Switch de bateria ON, switch de painel e rádios ON e aguardamos que o painel seja energizado. Página do checklist selecionada e iniciamos o nosso procedimento de verificações. O interessante é que na página "Iniciar" o sistema procura identificar o nível de proficiência do piloto, por meio de uma tabela com mínimos de horas voadas no ano e nos últimos 30 dias. Ali começa uma minuciosa lista de verificações com a seleção de cada procedimento. Existem itens que só permitem o prosseguimento do checklist se o piloto cumprir o item anterior. Bem diferente dos antigos checklist de papelão, em que determinadas recomendações importantes podiam ser inadvertidamente saltadas. Várias recomendações, diferentes das usuais, foram incorporadas. Cito, porém, esta, bastante interessante: após o acionamento do motor e o cumprimento de alguns procedimentos, enquanto o propulsor aquece, recomenda-se trocar a seletora do tanque - do direito para o esquerdo ou vice-versa - e prosseguir com o tanque selecionado durante todo o táxi, até o ponto de espera e checklist de cabeceira, no qual o piloto retorna a seletora para a posição inicial do tanque, antes da decolagem. Essa recomendação pode indicar a presença de água no tanque ou a ausência de combustível, por conta de uma verificação visual incorreta ou falha. Caso haja qualquer um desses problemas, o motor irá parar no táxi e não durante ou após a decolagem.
Arranque vigoroso
Checklist completo, autorização de acionamento e táxi concedido, ar-condicionado ligado, temperatura interna agradável e iniciamos o táxi para a cabeceira 18 da pista de Jundiaí. Noto que o táxi e a dirigibilidade no solo estão melhores e mais macios, em razão da substituição dos anéis de borracha do amortecedor de bequilha (tipo Mooney) por amortecedor hidráulico. Mesmo sem os headphones, o nível de ruído interno é quase inexistente. Com os fones Bose A-20 com noise reduction, a comunicação a bordo é perfeita. Verificações e procedimentos before take-off concluídos, seletora girada para o tanque inicial e ingressamos na pista para decolagem sem parada. Aeronave alinhada na faixa central, pedal direito levemente calçado e levo o manete de potência até o batente. Liberados todos os 310 cavalos, o arranque é vigoroso. O balizamento lateral da pista passa por nós numa velocidade impressionante.

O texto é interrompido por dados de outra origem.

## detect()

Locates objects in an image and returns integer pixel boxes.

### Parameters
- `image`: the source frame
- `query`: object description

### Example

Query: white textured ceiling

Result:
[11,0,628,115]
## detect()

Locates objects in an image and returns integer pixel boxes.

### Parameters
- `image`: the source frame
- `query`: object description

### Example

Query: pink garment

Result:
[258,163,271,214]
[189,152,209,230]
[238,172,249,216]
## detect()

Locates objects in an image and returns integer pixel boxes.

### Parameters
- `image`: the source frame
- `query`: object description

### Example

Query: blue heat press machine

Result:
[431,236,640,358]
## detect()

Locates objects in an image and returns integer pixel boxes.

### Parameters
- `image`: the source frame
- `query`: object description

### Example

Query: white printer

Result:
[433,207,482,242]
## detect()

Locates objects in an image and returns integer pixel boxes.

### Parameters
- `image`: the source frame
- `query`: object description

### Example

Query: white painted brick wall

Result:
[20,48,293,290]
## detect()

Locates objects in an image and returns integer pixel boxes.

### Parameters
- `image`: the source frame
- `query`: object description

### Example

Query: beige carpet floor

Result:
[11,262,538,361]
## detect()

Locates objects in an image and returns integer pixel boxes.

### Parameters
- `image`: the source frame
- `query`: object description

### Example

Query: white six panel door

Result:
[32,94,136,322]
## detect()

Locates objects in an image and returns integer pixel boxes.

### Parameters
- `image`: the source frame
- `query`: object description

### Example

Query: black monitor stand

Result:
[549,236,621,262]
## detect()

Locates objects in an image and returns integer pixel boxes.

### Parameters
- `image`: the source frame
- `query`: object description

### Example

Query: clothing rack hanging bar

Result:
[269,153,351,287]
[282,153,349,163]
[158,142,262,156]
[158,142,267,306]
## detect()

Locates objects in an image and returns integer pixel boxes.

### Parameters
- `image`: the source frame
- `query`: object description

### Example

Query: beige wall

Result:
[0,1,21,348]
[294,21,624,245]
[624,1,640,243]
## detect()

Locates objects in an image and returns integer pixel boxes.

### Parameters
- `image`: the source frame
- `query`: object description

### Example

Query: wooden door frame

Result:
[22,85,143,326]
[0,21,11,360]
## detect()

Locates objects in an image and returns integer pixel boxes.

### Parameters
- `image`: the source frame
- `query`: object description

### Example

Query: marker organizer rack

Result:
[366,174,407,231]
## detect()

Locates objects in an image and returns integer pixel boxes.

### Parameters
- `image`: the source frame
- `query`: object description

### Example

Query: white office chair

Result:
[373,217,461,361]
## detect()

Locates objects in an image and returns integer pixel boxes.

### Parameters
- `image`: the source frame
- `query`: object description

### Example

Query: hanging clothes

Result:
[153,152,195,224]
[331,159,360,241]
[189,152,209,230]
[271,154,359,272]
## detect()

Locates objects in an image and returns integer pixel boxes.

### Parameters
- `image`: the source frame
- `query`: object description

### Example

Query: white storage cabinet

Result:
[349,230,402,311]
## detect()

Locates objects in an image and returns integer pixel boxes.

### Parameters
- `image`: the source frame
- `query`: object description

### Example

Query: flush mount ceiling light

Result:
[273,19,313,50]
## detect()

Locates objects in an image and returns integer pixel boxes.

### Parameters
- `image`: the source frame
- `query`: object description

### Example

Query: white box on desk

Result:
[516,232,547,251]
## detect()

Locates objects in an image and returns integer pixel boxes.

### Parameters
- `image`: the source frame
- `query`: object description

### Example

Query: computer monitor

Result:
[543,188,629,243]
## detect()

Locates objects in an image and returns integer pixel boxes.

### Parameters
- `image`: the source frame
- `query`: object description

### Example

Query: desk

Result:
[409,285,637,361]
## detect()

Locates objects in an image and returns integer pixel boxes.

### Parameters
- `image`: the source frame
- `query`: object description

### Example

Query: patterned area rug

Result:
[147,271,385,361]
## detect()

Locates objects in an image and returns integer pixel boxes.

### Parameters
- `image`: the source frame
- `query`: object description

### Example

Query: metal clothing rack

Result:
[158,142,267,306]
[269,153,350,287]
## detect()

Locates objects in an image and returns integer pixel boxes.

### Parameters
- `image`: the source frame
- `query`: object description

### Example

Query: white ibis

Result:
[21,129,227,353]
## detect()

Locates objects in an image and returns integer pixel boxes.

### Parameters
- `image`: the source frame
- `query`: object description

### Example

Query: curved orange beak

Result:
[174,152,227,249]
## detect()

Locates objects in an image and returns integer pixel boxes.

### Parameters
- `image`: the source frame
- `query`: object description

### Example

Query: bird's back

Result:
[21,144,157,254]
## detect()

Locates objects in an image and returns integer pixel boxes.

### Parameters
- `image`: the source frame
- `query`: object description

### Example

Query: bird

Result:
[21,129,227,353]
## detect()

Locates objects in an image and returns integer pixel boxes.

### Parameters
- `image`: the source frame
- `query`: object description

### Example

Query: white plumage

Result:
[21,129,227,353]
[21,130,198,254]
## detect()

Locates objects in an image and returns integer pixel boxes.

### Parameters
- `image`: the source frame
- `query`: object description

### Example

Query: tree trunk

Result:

Com 80 nós, faço uma leve pressão no manche e o Plus sai do chão. Deixo acelerar para 90 nós e iniciamos uma subida acentuada, ganhando altura. Baixo o nariz, recolho os flaps e continuamos ganhando altura para girar à esquerda e ingressar na perna do vento. Cruzamos por sobre a pista, na proa de Itupeva, mantendo 4.000 pés. Nivelados, reduzo a potência para 75% e a VI (velocidade indicada no instrumento) dispara para 164 nós (304 km/h) e a VS (velocidade no solo) é de impressionantes 187 nós (350 km/h). Passamos o través de Itupeva, de Indaiatuba e em menos de 10 minutos já estamos na vertical da cidade de Itu, onde giramos à esquerda na proa de Sorocaba. O dia está perfeito para o voo, mesmo com uma pequena turbulência em razão da baixa altitude. Somos quatro homens corpulentos, com cerca de 380 quilos de peso, mas o conforto a bordo é total e a temperatura interna gira em torno dos 24 graus.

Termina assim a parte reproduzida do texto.